In his first relief appearance of the season, Lyons completed 5 1/3 scoreless innings in a 10–5 loss to the Pittsburgh Pirates on August 13. It was the Cardinals' first scoreless relief outing of at least five innings since Manny Aybar did so in 1999. Starting against the Pittsburgh Pirates on September 30, Lyons completed seven scoreless innings with just four hits and no walks allowed while the Cardinals won their 100th game of the season by an 11–1 score and clinched their third consecutive National League Central division title. Reaching new major league career highs in multiple categories, Lyons appeared in 17 games and 60 innings for the Cardinals, with eight starts, 3.75 ERA, 3–1 W–L record, 60 strikeouts, and 12 home runs allowed.

====2016====
In 2016, Lyons made 30 appearances out of the bullpen and finished the year 2-0 with a 3.38 ERA. On November 10, 2016, Lyons underwent right knee surgery, which required 5–6 months to recover. The procedure was performed by Dr. George Paletta, a former team physician of the Cardinals.

====2017====
In 2017, Lyons began the season on the disabled list but returned in late May. Upon his return to St. Louis, he worked strictly out of the bullpen. He was 4-1 and posted career best marks in ERA (2.83), WHIP (1.09), and K/9 innings (11.3) in 54 relief innings pitched.

====2018====
After compiling an 8.64 ERA in 27 relief appearances, Lyons was designated for assignment on July 27, 2018. He cleared waivers and was outrighted to the Triple-A Memphis Redbirds, where he spent the remainder of the year. He declared free agency on October 2, 2018.

===Pittsburgh Pirates===
On January 1, 2019, Lyons signed a minor league deal with the Pittsburgh Pirates. He opened the 2019 season with the Indianapolis Indians. His contract was selected on May 4. On May 8, he was designated for assignment. He was released on August 11.

===New York Yankees===
On August 15, 2019, Lyons signed a minor league deal with the New York Yankees. On September 1, the Yankees selected Lyons' contract. Lyons was outrighted off the Yankees roster on November 4, and elected free agency. On February 3, 2020, Lyons signed a new minor league contract with the Yankees. On September 22, 2020, Lyons was selected to the 40-man and active rosters. Lyons was outrighted off of the roster on September 25. On January 6, 2021, Lyons re-signed with the Yankees on a minor league contract.

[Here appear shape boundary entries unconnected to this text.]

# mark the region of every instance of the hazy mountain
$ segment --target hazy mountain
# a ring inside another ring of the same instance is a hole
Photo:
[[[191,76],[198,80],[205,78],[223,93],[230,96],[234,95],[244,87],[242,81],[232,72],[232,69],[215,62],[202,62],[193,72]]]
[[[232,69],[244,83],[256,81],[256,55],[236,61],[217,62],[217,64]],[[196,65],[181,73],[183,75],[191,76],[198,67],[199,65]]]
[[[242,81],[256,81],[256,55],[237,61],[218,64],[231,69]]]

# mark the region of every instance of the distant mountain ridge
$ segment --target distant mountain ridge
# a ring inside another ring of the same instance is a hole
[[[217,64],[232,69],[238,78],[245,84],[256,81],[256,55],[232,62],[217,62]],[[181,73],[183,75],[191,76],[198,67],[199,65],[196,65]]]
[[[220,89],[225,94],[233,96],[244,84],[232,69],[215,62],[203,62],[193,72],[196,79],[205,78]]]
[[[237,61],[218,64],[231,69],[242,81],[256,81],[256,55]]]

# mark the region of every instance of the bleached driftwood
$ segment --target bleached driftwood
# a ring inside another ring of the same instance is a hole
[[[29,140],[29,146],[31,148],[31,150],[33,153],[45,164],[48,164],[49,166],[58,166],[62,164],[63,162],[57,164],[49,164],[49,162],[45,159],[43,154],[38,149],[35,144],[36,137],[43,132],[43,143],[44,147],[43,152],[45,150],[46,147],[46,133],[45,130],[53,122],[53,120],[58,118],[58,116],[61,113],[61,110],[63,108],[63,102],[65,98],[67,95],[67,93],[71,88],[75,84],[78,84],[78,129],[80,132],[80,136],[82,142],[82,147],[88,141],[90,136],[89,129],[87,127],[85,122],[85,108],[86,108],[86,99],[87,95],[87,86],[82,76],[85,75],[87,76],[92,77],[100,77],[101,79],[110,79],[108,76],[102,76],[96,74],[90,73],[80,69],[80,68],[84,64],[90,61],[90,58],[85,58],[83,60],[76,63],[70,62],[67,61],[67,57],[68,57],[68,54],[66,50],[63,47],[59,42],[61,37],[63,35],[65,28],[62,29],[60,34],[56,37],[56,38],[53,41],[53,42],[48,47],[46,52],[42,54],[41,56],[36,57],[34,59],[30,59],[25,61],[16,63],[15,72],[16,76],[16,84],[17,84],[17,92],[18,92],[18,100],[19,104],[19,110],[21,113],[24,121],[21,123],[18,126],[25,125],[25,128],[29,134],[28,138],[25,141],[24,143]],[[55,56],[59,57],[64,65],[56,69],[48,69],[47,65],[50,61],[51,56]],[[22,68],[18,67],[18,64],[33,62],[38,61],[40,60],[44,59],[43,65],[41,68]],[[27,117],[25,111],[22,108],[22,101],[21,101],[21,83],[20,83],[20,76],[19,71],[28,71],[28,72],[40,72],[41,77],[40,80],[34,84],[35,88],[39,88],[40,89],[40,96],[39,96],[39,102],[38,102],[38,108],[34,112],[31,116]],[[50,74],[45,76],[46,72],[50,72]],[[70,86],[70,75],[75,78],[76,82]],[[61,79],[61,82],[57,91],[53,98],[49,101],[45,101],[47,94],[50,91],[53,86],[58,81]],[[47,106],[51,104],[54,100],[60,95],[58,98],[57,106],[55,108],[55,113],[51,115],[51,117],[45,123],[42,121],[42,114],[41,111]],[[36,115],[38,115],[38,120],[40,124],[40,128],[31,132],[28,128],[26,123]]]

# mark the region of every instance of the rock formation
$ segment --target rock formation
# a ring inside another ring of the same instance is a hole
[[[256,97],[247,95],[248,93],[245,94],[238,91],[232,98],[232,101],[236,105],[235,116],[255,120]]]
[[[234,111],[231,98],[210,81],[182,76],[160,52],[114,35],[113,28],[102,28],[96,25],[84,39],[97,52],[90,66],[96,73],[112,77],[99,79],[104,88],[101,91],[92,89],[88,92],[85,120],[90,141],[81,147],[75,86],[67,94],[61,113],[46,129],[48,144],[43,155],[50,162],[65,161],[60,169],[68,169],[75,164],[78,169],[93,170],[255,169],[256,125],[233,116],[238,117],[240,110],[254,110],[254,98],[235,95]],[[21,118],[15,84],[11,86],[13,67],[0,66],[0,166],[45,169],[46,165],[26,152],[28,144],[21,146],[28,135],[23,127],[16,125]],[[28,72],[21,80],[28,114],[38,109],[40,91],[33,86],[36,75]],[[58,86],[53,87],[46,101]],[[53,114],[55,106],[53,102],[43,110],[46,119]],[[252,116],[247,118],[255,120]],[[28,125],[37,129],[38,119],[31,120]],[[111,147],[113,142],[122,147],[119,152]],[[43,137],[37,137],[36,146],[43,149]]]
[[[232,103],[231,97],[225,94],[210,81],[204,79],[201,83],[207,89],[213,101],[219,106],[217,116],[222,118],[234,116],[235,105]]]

==Awards and accomplishments==
- 3× Pacific Coast League Pitcher of the Week (July 7, 2013; August 3, 2014; June 7, 2015)
- 1st no-hitter in Palm Beach Cardinals history: 10–0 win over Fort Myers Miracle (August 8, 2011)

==Personal life==
Lyons proposed to longtime girlfriend Jennifer Sutton in November 2015 and they were married on December 3, 2016, in Anna, Texas. The couple's first child, a daughter, was born in December 2017.